CJ Maraga said the report is a tool of accountability to the public as it provides a platform for feedback on how they have discharged their mandate.
The judiciary has come under fire from agencies such as the Director of Public Prosecution and the Directorate of Criminal Investigations as well as from President Uhuru Kenyatta all who’ve stressed on the need for a quicker expedition of cases.
Maraga cited the shortage of judges, magistrates, judiciary funding and manual recording of court proceedings.
“We have had challenges in hiring new members of staff. The court of appeal has 19 judges against the required 30. JSC has started the process of recruiting,” he said.

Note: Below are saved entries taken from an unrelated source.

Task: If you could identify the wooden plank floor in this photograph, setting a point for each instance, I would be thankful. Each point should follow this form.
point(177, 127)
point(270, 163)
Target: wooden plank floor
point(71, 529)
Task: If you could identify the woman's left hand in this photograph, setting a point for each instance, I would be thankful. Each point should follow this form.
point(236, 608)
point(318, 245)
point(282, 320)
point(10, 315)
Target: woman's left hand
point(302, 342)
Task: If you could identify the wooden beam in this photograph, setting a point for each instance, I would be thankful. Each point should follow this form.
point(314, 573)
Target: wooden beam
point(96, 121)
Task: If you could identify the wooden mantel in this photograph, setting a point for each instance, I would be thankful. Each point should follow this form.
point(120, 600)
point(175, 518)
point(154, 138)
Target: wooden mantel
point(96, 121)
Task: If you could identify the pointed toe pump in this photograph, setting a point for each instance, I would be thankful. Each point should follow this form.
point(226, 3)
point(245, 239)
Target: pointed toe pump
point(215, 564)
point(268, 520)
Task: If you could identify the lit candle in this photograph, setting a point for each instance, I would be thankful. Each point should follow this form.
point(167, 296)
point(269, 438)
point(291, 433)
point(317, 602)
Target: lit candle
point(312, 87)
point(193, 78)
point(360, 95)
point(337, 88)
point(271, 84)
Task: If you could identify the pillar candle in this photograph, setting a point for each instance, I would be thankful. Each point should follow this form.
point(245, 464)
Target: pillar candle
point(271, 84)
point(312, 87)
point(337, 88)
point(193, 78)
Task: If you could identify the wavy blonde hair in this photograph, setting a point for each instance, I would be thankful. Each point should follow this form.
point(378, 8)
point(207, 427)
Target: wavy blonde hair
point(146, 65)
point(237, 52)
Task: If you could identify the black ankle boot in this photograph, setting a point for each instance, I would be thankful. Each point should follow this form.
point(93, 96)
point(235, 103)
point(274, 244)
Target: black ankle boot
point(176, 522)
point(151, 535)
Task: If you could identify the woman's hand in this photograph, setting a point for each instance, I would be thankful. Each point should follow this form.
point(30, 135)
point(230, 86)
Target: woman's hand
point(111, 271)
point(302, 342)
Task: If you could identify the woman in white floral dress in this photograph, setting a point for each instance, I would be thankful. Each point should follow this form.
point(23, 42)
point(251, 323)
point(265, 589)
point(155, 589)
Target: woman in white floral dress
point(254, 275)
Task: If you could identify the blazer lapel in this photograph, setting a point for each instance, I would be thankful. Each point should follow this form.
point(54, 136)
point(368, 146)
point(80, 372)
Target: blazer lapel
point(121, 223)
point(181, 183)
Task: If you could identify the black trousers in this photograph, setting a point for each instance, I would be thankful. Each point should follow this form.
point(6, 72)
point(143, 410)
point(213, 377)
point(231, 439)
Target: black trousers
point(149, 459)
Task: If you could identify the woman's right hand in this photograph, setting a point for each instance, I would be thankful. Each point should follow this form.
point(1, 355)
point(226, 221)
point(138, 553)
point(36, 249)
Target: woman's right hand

“Another area in which we are advancing is the digitisation of our records. Manual recording is a time-consuming activity and hampers the rate at which we dispose cases.”
The Judicial Service commission, stressed Maraga, has started the recruitment process of hiring 40 other judges as well as 100 magistrates to minimize the backlog and hasten the process.
Maraga also called on better cooperation between government agencies.
“There should be no tension between the arms of the government,” he said but at the same time saying they will not allow weak cases in their courts.
“If the government has a good case and I have said this before, we are under legal obligation to find in favour of the government,” he said.
He also appealed to the President to look into the state and condition of the courts and allocate funds to de-congest the courts.
“We have a piece of land in Kilimani, your Excellency of you make an exception and we get find we can construct the Court of appeal. Meru, Eldoret and Kisii are the most in need of courts” he said.